The steps of a method or algorithm described in connection with the embodiments disclosed herein may be embodied directly in hardware, in a software module executed by a processor, or in a combination of the two. A software module may reside in a memory device, such as random access memory (RAM), magnetoresistive random access memory (MRAM), spin-torque transfer MRAM (STT-MRAM), flash memory, read-only memory (ROM), programmable read-only memory (PROM), erasable programmable read-only memory (EPROM), electrically erasable programmable read-only memory (EEPROM), registers, hard disk, a removable disk, or a compact disc read-only memory (CD-ROM). An exemplary memory device is coupled to the processor such that the processor can read information from, and write information to, the memory device. In the alternative, the memory device may be integral to the processor. The processor and the storage medium may reside in an application-specific integrated circuit (ASIC). The ASIC may reside in a computing device or a user terminal. In the alternative, the processor and the storage medium may reside as discrete components in a computing device or a user terminal.

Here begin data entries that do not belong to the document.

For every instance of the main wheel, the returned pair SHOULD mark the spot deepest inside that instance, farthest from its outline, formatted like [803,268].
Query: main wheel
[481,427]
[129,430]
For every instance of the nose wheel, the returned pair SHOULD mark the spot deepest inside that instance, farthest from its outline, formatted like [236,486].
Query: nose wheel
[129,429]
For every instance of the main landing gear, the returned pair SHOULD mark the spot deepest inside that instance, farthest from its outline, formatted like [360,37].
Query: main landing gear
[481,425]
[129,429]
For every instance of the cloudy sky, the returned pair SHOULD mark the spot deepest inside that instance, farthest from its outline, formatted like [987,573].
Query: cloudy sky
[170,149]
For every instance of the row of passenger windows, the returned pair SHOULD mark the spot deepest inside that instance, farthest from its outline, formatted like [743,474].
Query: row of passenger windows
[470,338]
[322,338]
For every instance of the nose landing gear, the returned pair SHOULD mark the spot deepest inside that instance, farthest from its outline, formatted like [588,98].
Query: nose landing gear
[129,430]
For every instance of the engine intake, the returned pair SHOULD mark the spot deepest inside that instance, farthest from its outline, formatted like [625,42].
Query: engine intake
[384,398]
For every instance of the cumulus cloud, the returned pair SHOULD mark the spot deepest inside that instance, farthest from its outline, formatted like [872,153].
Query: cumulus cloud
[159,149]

The previous description of the disclosed embodiments is provided to enable a person skilled in the art to make or use the disclosed embodiments. Various modifications to these embodiments will be readily apparent to those skilled in the art, and the principles defined herein may be applied to other embodiments without departing from the scope of the disclosure. Thus, the present disclosure is not intended to be limited to the embodiments shown herein but is to be accorded the widest scope possible consistent with the principles and novel features as defined by the following claims.